Paper long abstract:
This paper examines three former socialist cities in the Baltics: Visaginas in Lithuania; Sillamӓe in Estonia; and Daugavpils in Latvia. Being vanguard sites of socialism, all three experienced dramatic transformations after the collapse of the Soviet Union, including major economic restructurings, searches for post-socialist identity, and tensions with the titular nation - and hence the now national state - caused by the specific ethnic composition of their populations.Due to the latter, with the majority of the residents in all three cities being Russian speakers, most research on these sites in particular or Russian speaking minorities in the Baltics more generally focuses on questions of identity, belonging, etc., which are inevitably bound with issues of ethnicity, language, and/or citizenship. This often limits our gaze as researchers when it comes to more universal experiences of our interlocutors; for example, their experiences as working subjects and/or taxpayers. Whereas this was exactly what my interlocutors were striving against: issues related to their ethnicity were nonetheless important and affected their everyday interactions with the nowadays state; however, what my interlocutors wanted was to be perceived and treated as fully-fledged state subjects rather than just minorities.Therefore, this paper asks to what extent do interlocutors internalize the language and categories offered to them by the state (“Russian-speaking minorities”) and whether we as researchers reproduce the existing power regime by studying our interlocutors primarily as Russian speakers, documenting their experiences in a “nationalizing state”, hence supporting what the Baltic State is telling itself about itself.
Paper short abstract:
This paper reflects on researching the daily life of a hospital in Myanmar against the backdrop of the country's violent past and present. What does it mean to conduct research removed (geographically and temporally) from the violence that nonetheless occupies interlocutors’ minds and hearts?
Paper long abstract:
Myanmar is facing many internal conflicts, amongst them one of the longest active civil wars. The country is furthermore facing genocide charges against the Rohinga. Following a military coup in 1962 its population was suffering under a violent, xenophobic and superstitious military regime. This nominally came to an end only 10 years ago with the country's first civilian president, making way for the current democratically elected government under Daw Aung San Suu Kyi’s National League for Democracy. Yangon, the former capital, and economic and intellectual centre today, has been for centuries the site of demonstrations of power of whatever army was in charge.

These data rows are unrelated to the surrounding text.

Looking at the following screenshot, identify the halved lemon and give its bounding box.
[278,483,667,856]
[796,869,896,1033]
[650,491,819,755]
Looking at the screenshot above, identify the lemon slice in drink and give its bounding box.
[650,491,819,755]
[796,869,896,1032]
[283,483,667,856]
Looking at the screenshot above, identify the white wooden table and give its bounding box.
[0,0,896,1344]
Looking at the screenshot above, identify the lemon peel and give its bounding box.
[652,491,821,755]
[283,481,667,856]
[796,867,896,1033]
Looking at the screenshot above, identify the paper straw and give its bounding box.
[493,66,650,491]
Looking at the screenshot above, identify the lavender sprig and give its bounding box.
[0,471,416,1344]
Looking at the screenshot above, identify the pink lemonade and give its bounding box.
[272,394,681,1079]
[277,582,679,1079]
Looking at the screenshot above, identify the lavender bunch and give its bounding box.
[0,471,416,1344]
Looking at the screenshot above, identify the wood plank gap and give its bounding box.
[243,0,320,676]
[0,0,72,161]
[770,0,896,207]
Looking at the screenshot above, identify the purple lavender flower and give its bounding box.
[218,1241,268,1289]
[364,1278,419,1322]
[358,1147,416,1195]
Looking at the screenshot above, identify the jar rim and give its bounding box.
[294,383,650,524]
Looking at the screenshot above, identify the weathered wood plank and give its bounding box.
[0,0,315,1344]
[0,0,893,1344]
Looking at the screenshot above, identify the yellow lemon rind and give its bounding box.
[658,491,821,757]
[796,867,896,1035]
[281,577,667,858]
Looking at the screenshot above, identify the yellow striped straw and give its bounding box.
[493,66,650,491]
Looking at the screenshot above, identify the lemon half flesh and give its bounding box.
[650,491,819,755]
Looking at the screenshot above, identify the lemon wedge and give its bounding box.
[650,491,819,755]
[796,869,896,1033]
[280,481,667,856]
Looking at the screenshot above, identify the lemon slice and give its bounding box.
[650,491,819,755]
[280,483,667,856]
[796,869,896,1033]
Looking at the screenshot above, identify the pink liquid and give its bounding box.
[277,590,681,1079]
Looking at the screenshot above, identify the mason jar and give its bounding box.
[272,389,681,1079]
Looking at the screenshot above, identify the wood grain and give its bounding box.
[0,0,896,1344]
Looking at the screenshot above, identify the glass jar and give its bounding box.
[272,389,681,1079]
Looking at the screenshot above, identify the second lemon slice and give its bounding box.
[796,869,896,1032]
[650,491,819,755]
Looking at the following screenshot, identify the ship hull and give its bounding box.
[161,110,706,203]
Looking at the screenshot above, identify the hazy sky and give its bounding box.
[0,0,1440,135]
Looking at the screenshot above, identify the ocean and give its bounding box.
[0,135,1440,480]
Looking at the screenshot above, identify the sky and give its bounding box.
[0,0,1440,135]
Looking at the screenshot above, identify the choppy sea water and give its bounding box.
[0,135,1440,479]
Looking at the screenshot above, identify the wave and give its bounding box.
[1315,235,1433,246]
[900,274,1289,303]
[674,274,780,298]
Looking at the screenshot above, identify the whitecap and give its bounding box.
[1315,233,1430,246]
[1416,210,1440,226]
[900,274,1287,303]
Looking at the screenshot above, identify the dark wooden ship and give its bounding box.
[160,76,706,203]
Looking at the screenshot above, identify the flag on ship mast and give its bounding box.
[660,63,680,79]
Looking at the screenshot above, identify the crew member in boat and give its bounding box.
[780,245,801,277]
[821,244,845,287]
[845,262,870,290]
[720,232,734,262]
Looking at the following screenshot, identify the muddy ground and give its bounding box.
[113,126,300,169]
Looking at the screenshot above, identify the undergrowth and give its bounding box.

Much anthropological research has focused on Myanmar’s border regions where conflicts are the most pronounced as well as rural areas, while the canon of Yangon Studies is slim. Few scholars contribute work on Yangon which is somewhat (physically) removed from the raging conflicts as well as economically most disadvantaged regions.
This paper reflects on what it means to research the daily life, its rhythms and mundaneness, of one of Yangon’s public tertiary hospitals against the backdrop of the country's ongoing and historic violence. What is the ethnographer’s role and responsibility when researching geographically and temporally removed from these conflicts; not focusing on the country’s violence and "poverty" (exoticness?) but shining light on spaces that remain under-researched in favour of conflict areas, while these conflicts are nonetheless alive in interlocutors' lives?